O censo de 1940, com referência ao número de estrangeiros árabes, que são os que se ligam ao comércio ambulante, revela a íntima relação entre o fenômeno de concentração desses elementos em certas regiões brasileiras e a respectiva prosperidade econômica e comercial.

Assim, de um total de 41.236.315 habitantes, temos o seguinte:

  população atual árabes muçulmanos
NORDESTE 9.933.642
Pernambuco 2.688.240 239 5
Maranhão 1.235.169 310 200
Ceará 2.091.032 385 2
       
LESTE 15.625.953
Minas Gerais 6.738.416 5.715 131
Rio de Janeiro 1.847.857 2.430 64
Bahia 3.918.112 892 97
       
SUL 12.915.621
São Paulo 7.180.316 22.372 1.393
       
CENTRO-OESTE 1.258.679
Mato Grosso 432.265 1.012 137
     

O sírio e o libanês são audaciosos para os negócios e enveredam pelas indústrias, pondo seus capitais a serviço da comunidade. São comerciantes por excelência e têm em suas mãos não só o comércio retalhista, mas também parte considerável da importação e da exportação de Corumbá e do Pantanal.
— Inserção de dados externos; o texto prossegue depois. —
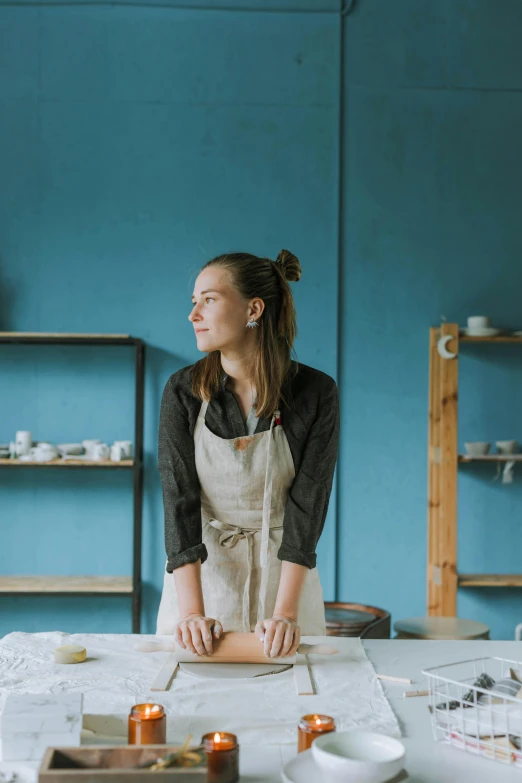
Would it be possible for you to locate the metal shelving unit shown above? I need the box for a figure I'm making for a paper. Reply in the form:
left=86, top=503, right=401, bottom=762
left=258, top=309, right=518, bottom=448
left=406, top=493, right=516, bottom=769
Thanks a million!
left=0, top=332, right=145, bottom=633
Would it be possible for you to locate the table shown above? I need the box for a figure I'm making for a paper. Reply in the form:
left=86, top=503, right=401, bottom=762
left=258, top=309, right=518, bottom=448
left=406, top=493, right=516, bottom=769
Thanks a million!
left=0, top=637, right=522, bottom=783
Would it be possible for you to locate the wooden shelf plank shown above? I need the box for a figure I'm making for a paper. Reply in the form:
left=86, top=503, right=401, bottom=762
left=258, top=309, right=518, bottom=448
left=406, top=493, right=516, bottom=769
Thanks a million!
left=459, top=454, right=522, bottom=462
left=0, top=332, right=130, bottom=340
left=0, top=576, right=132, bottom=594
left=459, top=574, right=522, bottom=587
left=0, top=458, right=134, bottom=468
left=459, top=334, right=522, bottom=343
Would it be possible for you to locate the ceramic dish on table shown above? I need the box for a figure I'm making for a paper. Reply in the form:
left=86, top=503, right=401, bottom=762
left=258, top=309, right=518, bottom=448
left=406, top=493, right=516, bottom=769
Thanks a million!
left=311, top=730, right=406, bottom=783
left=281, top=750, right=408, bottom=783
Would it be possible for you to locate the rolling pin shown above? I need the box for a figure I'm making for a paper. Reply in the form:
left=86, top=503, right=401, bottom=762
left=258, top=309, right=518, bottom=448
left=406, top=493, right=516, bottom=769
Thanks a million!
left=175, top=631, right=338, bottom=666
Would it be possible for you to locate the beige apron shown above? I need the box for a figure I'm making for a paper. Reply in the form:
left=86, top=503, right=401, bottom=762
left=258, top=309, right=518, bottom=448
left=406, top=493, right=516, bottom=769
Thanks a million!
left=156, top=402, right=325, bottom=635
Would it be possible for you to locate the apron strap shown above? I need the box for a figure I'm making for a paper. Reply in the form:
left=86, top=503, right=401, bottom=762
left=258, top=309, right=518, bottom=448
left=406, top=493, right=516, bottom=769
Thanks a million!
left=206, top=517, right=258, bottom=633
left=260, top=411, right=279, bottom=569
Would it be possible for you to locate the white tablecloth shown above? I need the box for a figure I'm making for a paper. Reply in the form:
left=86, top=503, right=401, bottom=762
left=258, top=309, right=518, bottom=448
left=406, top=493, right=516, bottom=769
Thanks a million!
left=0, top=632, right=400, bottom=781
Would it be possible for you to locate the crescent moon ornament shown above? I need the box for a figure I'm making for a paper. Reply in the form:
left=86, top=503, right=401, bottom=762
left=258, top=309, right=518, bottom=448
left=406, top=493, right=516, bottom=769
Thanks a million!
left=437, top=334, right=457, bottom=359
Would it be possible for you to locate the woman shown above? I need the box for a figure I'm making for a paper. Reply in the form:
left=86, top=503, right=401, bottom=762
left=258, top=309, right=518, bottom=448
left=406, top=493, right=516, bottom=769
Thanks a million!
left=157, top=250, right=339, bottom=657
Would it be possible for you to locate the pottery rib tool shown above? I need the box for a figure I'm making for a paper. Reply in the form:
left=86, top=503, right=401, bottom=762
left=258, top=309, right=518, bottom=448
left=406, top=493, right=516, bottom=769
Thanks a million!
left=150, top=653, right=179, bottom=691
left=294, top=655, right=314, bottom=696
left=377, top=674, right=413, bottom=685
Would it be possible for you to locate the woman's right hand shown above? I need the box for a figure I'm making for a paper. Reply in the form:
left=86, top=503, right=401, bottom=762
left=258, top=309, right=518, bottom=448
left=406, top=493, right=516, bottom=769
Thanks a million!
left=174, top=614, right=223, bottom=655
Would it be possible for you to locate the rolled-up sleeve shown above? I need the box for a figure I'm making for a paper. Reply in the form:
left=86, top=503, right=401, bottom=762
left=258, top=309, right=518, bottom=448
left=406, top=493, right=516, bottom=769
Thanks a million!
left=278, top=378, right=340, bottom=568
left=158, top=373, right=207, bottom=573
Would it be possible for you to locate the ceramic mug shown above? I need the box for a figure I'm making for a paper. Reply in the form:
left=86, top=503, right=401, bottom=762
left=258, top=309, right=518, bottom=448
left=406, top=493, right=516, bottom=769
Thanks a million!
left=114, top=440, right=132, bottom=459
left=495, top=440, right=518, bottom=454
left=468, top=315, right=491, bottom=329
left=15, top=430, right=33, bottom=457
left=91, top=443, right=109, bottom=462
left=82, top=438, right=101, bottom=459
left=111, top=443, right=125, bottom=462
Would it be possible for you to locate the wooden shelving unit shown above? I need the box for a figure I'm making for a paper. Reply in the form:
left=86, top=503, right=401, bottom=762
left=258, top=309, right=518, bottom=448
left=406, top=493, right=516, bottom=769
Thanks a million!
left=427, top=324, right=522, bottom=617
left=0, top=332, right=145, bottom=633
left=0, top=458, right=134, bottom=468
left=0, top=576, right=132, bottom=595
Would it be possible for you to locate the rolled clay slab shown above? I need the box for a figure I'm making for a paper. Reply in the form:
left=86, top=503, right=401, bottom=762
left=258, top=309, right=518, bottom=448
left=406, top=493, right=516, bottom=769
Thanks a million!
left=176, top=631, right=296, bottom=666
left=54, top=644, right=87, bottom=663
left=180, top=663, right=291, bottom=680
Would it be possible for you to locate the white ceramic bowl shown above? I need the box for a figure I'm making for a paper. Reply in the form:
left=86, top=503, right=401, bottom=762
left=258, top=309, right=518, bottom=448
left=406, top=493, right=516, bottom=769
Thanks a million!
left=464, top=440, right=491, bottom=457
left=312, top=731, right=406, bottom=783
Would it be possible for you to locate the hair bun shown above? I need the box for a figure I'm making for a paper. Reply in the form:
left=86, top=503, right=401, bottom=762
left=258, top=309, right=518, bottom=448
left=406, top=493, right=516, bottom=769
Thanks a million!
left=275, top=250, right=301, bottom=283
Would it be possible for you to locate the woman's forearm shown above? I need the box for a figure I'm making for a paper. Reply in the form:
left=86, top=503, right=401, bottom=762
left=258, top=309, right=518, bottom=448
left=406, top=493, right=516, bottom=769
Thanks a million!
left=174, top=560, right=205, bottom=620
left=274, top=560, right=308, bottom=621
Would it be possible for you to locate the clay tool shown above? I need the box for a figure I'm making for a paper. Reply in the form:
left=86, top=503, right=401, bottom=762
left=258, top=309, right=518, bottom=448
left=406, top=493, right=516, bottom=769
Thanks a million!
left=377, top=674, right=413, bottom=685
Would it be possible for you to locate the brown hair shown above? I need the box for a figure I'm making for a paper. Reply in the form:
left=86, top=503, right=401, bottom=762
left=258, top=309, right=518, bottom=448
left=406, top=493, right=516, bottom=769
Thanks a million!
left=192, top=250, right=301, bottom=418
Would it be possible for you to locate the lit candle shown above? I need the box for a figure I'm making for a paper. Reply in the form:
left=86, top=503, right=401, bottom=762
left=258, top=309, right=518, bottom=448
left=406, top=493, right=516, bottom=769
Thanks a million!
left=297, top=715, right=335, bottom=753
left=201, top=731, right=239, bottom=783
left=128, top=704, right=167, bottom=745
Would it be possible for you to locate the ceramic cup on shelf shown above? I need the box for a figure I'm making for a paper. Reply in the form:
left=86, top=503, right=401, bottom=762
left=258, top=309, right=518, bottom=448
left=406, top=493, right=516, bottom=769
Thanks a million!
left=468, top=315, right=491, bottom=331
left=495, top=440, right=518, bottom=454
left=26, top=441, right=59, bottom=462
left=15, top=430, right=33, bottom=457
left=91, top=443, right=109, bottom=462
left=464, top=440, right=491, bottom=457
left=82, top=438, right=101, bottom=459
left=110, top=443, right=125, bottom=462
left=114, top=440, right=132, bottom=459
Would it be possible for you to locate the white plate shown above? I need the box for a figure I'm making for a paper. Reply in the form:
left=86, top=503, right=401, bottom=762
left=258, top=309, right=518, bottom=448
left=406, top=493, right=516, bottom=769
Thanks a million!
left=460, top=326, right=502, bottom=337
left=281, top=750, right=408, bottom=783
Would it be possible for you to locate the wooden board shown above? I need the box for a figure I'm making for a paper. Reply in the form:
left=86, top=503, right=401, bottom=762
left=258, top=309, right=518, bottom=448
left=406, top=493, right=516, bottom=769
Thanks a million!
left=427, top=329, right=442, bottom=616
left=39, top=744, right=207, bottom=783
left=459, top=574, right=522, bottom=587
left=438, top=324, right=459, bottom=617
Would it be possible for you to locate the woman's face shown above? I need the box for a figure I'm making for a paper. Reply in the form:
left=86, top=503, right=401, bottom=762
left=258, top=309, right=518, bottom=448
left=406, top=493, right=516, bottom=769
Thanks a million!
left=189, top=267, right=264, bottom=352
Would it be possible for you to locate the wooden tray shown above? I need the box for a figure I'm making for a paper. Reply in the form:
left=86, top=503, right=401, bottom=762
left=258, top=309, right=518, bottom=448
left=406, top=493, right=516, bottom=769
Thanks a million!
left=38, top=745, right=207, bottom=783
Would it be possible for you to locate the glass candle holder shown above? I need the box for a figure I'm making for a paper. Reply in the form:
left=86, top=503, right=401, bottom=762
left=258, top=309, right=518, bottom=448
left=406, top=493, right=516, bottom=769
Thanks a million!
left=201, top=731, right=239, bottom=783
left=297, top=715, right=335, bottom=753
left=128, top=704, right=167, bottom=745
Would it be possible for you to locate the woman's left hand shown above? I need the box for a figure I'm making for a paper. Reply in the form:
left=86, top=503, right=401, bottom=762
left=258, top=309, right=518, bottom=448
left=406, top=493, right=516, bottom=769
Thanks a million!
left=254, top=615, right=301, bottom=658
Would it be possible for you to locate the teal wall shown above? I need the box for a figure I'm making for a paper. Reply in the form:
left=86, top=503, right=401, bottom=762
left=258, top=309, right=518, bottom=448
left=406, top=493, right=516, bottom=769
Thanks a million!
left=0, top=0, right=522, bottom=638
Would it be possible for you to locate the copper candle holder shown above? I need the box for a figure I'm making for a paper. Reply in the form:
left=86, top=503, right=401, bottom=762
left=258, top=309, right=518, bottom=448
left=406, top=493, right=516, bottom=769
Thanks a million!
left=297, top=715, right=335, bottom=753
left=128, top=704, right=167, bottom=745
left=201, top=731, right=239, bottom=783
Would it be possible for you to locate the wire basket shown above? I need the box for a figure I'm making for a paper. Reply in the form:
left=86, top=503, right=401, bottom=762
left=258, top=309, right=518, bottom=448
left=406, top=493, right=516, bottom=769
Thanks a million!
left=423, top=658, right=522, bottom=769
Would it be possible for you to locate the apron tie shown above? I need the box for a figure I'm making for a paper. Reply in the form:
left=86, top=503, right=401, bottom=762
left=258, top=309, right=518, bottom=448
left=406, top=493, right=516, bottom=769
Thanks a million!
left=206, top=517, right=283, bottom=633
left=203, top=518, right=256, bottom=633
left=260, top=411, right=279, bottom=569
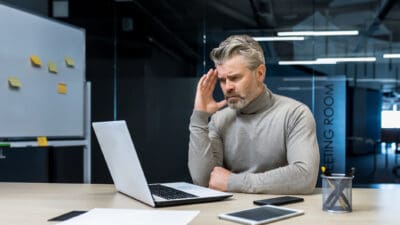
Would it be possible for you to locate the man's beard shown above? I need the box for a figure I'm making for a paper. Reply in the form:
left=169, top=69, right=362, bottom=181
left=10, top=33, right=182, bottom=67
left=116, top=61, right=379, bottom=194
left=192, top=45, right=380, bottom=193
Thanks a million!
left=226, top=96, right=249, bottom=110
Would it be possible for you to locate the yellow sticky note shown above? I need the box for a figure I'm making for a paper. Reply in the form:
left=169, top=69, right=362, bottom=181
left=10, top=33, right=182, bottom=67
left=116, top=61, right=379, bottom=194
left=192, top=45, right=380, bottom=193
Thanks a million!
left=48, top=62, right=57, bottom=73
left=65, top=56, right=75, bottom=67
left=8, top=77, right=22, bottom=88
left=37, top=136, right=49, bottom=146
left=57, top=83, right=67, bottom=95
left=30, top=55, right=42, bottom=67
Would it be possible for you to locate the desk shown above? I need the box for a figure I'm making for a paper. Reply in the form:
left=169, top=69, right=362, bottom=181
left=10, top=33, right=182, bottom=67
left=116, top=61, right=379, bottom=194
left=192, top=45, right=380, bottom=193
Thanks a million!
left=0, top=183, right=400, bottom=225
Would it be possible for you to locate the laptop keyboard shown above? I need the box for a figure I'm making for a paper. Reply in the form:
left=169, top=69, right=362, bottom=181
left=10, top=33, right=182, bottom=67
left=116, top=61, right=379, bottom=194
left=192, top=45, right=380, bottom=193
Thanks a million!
left=149, top=184, right=197, bottom=199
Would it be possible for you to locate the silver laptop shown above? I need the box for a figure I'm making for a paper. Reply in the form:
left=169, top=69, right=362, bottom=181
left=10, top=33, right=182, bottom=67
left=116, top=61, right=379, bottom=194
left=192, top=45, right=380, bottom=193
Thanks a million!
left=92, top=121, right=232, bottom=207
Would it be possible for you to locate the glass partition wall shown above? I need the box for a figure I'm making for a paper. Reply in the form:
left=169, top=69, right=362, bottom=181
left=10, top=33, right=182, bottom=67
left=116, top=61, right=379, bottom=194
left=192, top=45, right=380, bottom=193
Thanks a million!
left=108, top=0, right=400, bottom=185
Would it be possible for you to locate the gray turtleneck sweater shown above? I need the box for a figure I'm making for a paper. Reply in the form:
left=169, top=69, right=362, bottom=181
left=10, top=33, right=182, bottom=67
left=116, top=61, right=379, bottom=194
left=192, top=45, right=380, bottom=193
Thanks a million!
left=188, top=87, right=319, bottom=194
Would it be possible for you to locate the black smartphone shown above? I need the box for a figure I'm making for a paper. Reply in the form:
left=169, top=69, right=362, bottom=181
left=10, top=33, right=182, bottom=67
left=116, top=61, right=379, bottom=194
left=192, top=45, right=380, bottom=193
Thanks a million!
left=253, top=196, right=304, bottom=205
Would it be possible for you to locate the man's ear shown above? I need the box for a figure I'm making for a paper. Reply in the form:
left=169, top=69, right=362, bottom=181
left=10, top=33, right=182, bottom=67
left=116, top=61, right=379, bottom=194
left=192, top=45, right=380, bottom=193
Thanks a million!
left=256, top=64, right=267, bottom=82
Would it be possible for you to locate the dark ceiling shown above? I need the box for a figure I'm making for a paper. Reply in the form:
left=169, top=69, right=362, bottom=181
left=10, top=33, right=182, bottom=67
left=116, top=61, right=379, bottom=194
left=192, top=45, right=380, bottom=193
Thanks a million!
left=61, top=0, right=400, bottom=91
left=109, top=0, right=400, bottom=90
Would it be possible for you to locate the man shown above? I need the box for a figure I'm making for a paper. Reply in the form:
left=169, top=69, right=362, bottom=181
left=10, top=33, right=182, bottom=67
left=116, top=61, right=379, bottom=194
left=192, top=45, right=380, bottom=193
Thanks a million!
left=188, top=35, right=319, bottom=194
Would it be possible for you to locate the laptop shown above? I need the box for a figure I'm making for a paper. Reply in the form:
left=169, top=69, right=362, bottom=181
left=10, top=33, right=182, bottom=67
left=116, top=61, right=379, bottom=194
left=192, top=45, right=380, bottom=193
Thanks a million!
left=92, top=120, right=232, bottom=207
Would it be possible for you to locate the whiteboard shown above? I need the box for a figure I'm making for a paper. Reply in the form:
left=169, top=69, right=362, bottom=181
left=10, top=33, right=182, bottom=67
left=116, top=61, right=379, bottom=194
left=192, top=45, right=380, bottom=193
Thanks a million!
left=0, top=5, right=86, bottom=140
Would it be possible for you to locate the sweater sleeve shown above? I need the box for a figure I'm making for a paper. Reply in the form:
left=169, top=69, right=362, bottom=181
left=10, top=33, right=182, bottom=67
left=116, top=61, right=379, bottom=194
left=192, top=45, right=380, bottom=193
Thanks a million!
left=228, top=105, right=319, bottom=194
left=188, top=110, right=223, bottom=186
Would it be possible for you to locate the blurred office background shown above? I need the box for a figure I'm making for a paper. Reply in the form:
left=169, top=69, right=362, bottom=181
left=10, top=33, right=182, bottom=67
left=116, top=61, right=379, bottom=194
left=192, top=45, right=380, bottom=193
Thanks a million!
left=0, top=0, right=400, bottom=187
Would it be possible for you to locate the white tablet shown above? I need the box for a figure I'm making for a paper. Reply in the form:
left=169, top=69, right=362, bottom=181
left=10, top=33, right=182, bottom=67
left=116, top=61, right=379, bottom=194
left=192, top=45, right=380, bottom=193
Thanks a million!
left=218, top=205, right=304, bottom=225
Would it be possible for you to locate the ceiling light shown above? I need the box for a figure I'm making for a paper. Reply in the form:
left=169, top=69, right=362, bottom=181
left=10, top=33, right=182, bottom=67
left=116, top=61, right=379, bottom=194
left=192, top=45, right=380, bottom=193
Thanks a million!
left=383, top=54, right=400, bottom=59
left=278, top=30, right=359, bottom=36
left=278, top=60, right=336, bottom=65
left=316, top=57, right=376, bottom=63
left=253, top=36, right=304, bottom=41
Comércio, Comerciantes – Denominações Diversas

Os libaneses e os sírios que vieram para o sul e para o centro do Brasil ficaram conhecidos pelo nome de turcos, por terem suas terras de origem pertencido ao antigo Império Otomano. Tornando-se independentes, conservou-se o uso do adjetivo “turco”. Os árabes (de fala árabe) que se radicam no Brasil não foram conhecidos pela mesma designação. Eles são árabes, sírios, libaneses, turcos etc.

A denominação varia de acordo com a região. Assim, no Ceará, os libaneses e os sírios são chamados de Galegos, herdado dos portugueses como comerciantes exóticos. No Pará, o árabe é conhecido pelo termo teque-teque, devido ao uso da matraca. No Ceará, no Maranhão e no Pará eram conhecidos como carcamanos, designação herdada dos italianos.

O comércio ambulante, tão rudimentar na colônia, foi tomando vulto com a melhoria dos meios de comunicação, servindo as picadas dos tropeiros e dos mascates para traçar novos caminhos de penetração. A exemplo das bandeiras, os vendedores ambulantes favoreceram a criação de núcleos urbanos, o florescimento de pequenas culturas e a introdução de novos objetos de uso pessoal e doméstico nas regiões mais afastadas.